A me ha fato venire in mente le affermazioni,che condivido pienamente,di sua moglie Veronica Lario.

Nicola Saracino ha detto...

E' opportuno sgombrare il campo da un equivoco: ove mai rinunciasse al lodo, il Presidente del Consiglio non verrebbe giudicato dagli stessi giudici che hanno condannato Mills, ostandovi proprio il fatto che tali giudici si sono già espressi sulla vicenda, e quindi non sarebbero terzi rispetto alla regiudicanda.
Sarebbe giudicato da giudici necessariamente diversi e allora appare ingiustificata la preoccupazione che impedisce al Presidente del Consiglio di assoggettarsi al processo come un comune imputato.

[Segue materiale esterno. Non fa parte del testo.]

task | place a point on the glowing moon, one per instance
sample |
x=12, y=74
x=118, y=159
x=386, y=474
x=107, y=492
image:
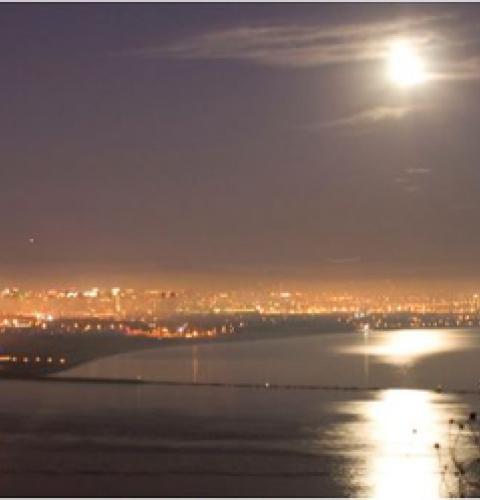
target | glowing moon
x=405, y=67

E' come se la ricusazione a suo tempo presentata fosse stata accolta.
Del resto non può dolersi dell'esito di un processo nel quale egli, per sua libera scelta, non si è difeso.
Non essendo legittimato, per questo motivo, a proporre appello, non si comprende come faccia a riporre tanta fiducia nel diverso esito dell'impugnazione dato che, non potendo parteciparvi, neppure quel processo ospiterà le sue argomentazioni difensive.
Nicola Saracino

Anonimo ha detto...

Con un giornalismo così servo e, spiace dirlo, con un bel po' di magistrati incantati dalle sirene del potere, sarà difficile avere ragione di un personaggio come Berlusconi. Costui dileggia e ingiuria i giudici che osano dichiararlo colpevole, mentre dimentica di dire che altri giudici spesso l'hanno mandato assolto grazie al fatto che hanno letto gli atti processuali nella maniera a lui più favorevole. E così fra attenuanti generiche e prescrizioni il nostro se l'è sempre cavata.